By Boris Esono Nwenfor
Participants at the just concluded Southern Cameroons 2021 Leadership Retreat have called on the Swiss government to make the ongoing mediation on the Anglophone crisis to be multilateral…to bring in other countries so the process could be strengthened.
From October 29 to November 1, 2021, in Toronto, Canada, leaders and stakeholders of the Southern Cameroons met for a high-level Leadership Retreat (organized by the Coalition for Dialogue and Negotiation, CDN) reiterating their firm determination to ensure that the aspirations of the people of Southern Cameroons are realized, through dialogue and internationally mediated negotiations to address the root causes of the Anglophone crisis.
The high-level leadership retreat brought together a very diverse group of Southern Cameroonian leaders across religious, traditional authorities, civil society, Non-State Armed Groups (NSAGs), women’s and youths’ groups, with panelists including leading peace and conflict resolution practitioners from renowned institutions in Ireland (, Canadian, and U.S. Universities.

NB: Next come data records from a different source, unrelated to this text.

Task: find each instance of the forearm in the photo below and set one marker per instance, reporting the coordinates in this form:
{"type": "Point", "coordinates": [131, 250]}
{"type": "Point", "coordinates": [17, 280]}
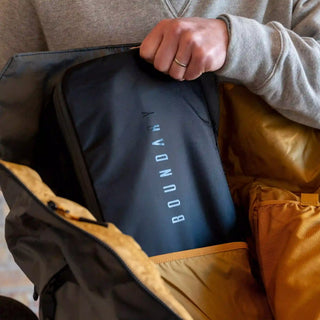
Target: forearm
{"type": "Point", "coordinates": [277, 64]}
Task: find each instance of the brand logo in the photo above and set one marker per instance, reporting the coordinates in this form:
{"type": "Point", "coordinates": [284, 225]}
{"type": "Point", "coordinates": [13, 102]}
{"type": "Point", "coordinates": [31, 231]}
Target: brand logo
{"type": "Point", "coordinates": [169, 190]}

On January 27, 2019, Switzerland announced it had agreed to mediate talks between Cameroonian authorities and the separatists in a bid to end escalating violence in the country’s North West and South West Regions. “Switzerland was tasked by a majority of the parties with facilitating an inclusive negotiation process,” the Swiss Foreign Affairs Department (FDFA) said in a statement back in 2019 following two-days of talks with several groups.
In a communique, the leaders and stakeholders of Southern Cameroons resolved to improve dialogue and collaboration within the Leadership of the struggle; safeguard education, access for humanitarian aid and human rights; guiding principles for negotiation and a framework for international mediation.

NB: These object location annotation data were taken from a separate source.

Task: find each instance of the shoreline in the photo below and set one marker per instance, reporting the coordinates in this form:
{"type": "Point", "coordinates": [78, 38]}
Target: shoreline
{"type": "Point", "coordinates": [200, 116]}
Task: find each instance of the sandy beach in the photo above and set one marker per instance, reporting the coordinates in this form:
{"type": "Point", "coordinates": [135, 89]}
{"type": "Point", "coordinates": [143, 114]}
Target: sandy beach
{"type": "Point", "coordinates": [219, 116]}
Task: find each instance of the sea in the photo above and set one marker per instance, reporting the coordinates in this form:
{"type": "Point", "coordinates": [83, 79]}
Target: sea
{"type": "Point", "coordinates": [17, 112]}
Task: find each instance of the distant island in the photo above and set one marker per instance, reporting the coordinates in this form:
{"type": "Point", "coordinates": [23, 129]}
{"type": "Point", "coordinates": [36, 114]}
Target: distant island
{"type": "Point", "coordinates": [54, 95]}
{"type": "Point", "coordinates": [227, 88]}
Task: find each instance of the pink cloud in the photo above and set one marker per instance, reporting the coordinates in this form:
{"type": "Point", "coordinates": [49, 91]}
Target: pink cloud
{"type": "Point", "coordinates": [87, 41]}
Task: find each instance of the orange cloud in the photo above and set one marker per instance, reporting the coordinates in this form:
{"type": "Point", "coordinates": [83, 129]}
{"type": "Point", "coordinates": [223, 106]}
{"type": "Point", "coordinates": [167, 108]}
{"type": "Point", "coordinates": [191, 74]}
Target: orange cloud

There has, however, been silence on the part of the Cameroonian government about the follow-up to the first steps of the dialogue initiated by Switzerland. President Biya has remained tight lipped on the mediation process but back in 2019 instead called for a major National Dialogue which many said was not inclusive and did not solve the root causes of the ongoing crisis.
Taking note of the lack of progress and commitment from the government of Cameroon, the leaders and stakeholders agreed to “work together to ensure international mediations are credible…engage to improve internationally mediated process facilitated by the Government of Switzerland, including adding like-minded partners and reconvene to assess progress in alignment with the collective aspirations of the people of Southern Cameroon.”
Those in attendance collectively applauded the Coalition for Dialogue and Negotiation, CDN, for “providing the space for these frank discussions and committed to working with the CDN to build synergy.” “They called on CDN to facilitate another meeting within the shortest possible time to discuss more substantively on the relevant issues raised in this Retreat.”
Switzerland has reportedly received the backing of the international community in the mediation process, including the United Nations and the United States, while the Swiss government has condemned “false information that tends to undermine the credibility of the process.”
Joseph Lea Ngoula, a security expert, told Jeune Afrique that the Swiss approach needs to be inclusive and multilateral and multidimensional as the present format is not sufficient. “The Swiss approach, although beneficial, remains insufficient to stop the spiral of violence that is spreading to the different regions. It includes only a limited number of actors, leaving aside all the social and political forces that have a very important role to play in stabilizing crisis zones in Cameroon.”
The Ambazonian Coalition Team (ACT) which has been claiming a monopoly of access to the Swiss mediation process was amongst the high-profile absentee at the Southern Cameroons Leadership Retreat. It is, however, unclear how the post-retreat environment would work for ACT considering that the Swiss Government and officials of the Swiss mediation process were in attendance in Toronto but ACT was absent.
The Coalition for Dialogue and Negotiation is however, determined to ensure an inclusive Southern Cameroonian side for negotiations and is scheduled to pursue conversations with the ACT team post-retreat to get them to work together with the other NSAGs.
Since 2017, a war of secession has seen deadly fighting between government forces and separatists. The humanitarian catastrophe has led to thousands of deaths and the displacement of approximately half a million people, either internally or as refugees in neighbouring countries. Many schools have closed to avoid frequent attacks against education facilities. Teachers and students have been attacked, kidnapped, threatened and killed. In 2021, more than 700, 000 children are deprived of education in the South West and North West Regions.”
About the Coalition for Dialogue and Negotiations
The Coalition for Dialogue and Negotiations, CDN is an international non-governmental organization with the specific goal of facilitating dialogue and negotiation towards ending the war in Anglophone Southern Cameroons. CDN is made of professionals from all works of life and over 20 partner organizations worldwide advocating for an end to the war. CDN members work with its partners to strengthen international involvement in resolving the conflict and building durable peace in the conflict-affected territories.